小松法律事務所

7年以上別居後も婚姻費用分担義務継続すべしと離婚請求棄却高裁判例紹介


○夫である第1審原告が、妻である第1審被告に対し、婚姻を継続し難い重大な理由があると主張して民法770条1項5号に基づく離婚及び二女の親権者の第1審原告への指定を求め、原判決が、第1審原告の離婚請求を、二女の親権者は第1審被告と指定して認容しました。
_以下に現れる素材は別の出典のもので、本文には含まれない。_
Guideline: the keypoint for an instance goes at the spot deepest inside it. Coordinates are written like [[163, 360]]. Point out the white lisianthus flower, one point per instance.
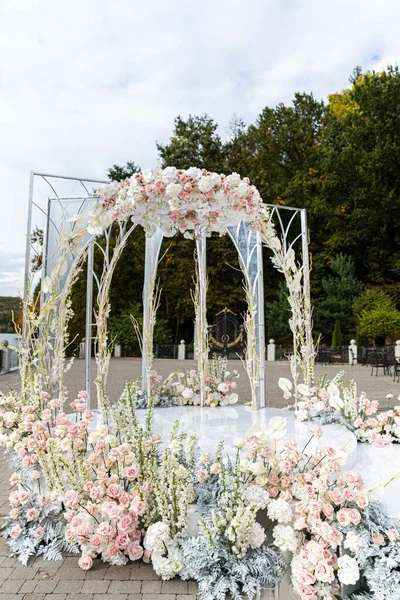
[[285, 538], [255, 494], [257, 536], [233, 398], [349, 572], [352, 541], [173, 190], [223, 387], [156, 535], [303, 389], [280, 510], [286, 386], [233, 179]]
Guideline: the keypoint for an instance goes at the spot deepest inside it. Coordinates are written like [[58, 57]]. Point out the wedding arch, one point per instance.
[[164, 202]]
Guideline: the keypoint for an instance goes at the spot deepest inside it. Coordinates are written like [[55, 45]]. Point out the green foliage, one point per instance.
[[194, 143], [8, 306], [337, 338], [372, 299], [340, 289], [277, 317], [121, 330], [116, 173]]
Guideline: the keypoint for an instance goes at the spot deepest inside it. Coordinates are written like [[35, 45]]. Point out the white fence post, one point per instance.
[[6, 357], [353, 352], [182, 350], [271, 351]]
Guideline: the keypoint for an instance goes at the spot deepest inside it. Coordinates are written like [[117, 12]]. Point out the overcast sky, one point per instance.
[[86, 84]]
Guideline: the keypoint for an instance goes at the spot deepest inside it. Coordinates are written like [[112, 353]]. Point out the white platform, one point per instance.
[[213, 425]]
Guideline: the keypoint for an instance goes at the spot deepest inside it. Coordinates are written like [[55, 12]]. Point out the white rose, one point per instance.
[[349, 572]]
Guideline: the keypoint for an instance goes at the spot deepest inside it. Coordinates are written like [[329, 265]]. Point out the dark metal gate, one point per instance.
[[227, 333]]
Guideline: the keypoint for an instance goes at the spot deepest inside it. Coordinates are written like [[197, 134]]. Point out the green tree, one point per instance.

○これに対し第1審被告が控訴した事案で、本件において、婚姻を継続し難い重大な事由(話し合いを一切拒絶する第1審原告による、妻、子ら、病親を一方的に放置したままの7年以上の別居)の発生原因は、専ら第1審原告の側にあることは明らかであり、他方、第1審被告は、非常に強い婚姻継続意思を有し続けており、第1審原告に対しては自宅に戻って二女と同居してほしいという感情を抱いていることなど一切の事情を総合すると、本件離婚請求を認容して第1審原告を婚姻費用分担義務から解放することは正義に反するものであり、第1審原告の離婚請求は信義誠実の原則に反するものとして許されず、第1審原告は、今後も引き続き第1審被告に対する婚姻費用分担義務を負い、将来の退職金や年金の一部も婚姻費用の原資として第1審被告に給付していくべきであって、同居、協力の義務も果たしていくべきであるとして、原判決を取り消した平成30年12月5日東京高裁判決(判タ1461号126頁)関連部分を紹介します。

○文明国の殆どが破綻主義を採用しているところ、破綻主義を否定する有責主義の典型のような判決です。ポイントは、「本件離婚請求を認容して第1審原告を婚姻費用分担義務から解放することは正義に反するものであり,第1審原告の離婚請求は信義誠実の原則に反するものとして許されない。第1審原告は,今後も引き続き第1審被告に対する婚姻費用分担義務を負い,将来の退職金や年金の一部も婚姻費用の原資として第1審被告に給付していくべきであって,同居,協力の義務も果たしていくべきである。」との点です。

○この判断は、妻が「専業主婦として婚姻し,職業経験に乏しいまま加齢して収入獲得能力が減衰」していることからのものですが、この点は扶養的財産分与の問題として、経済力のある夫にその経済力に見合う妻に対する経済的援助義務を課して離婚を認めて然るべきと思うのですが。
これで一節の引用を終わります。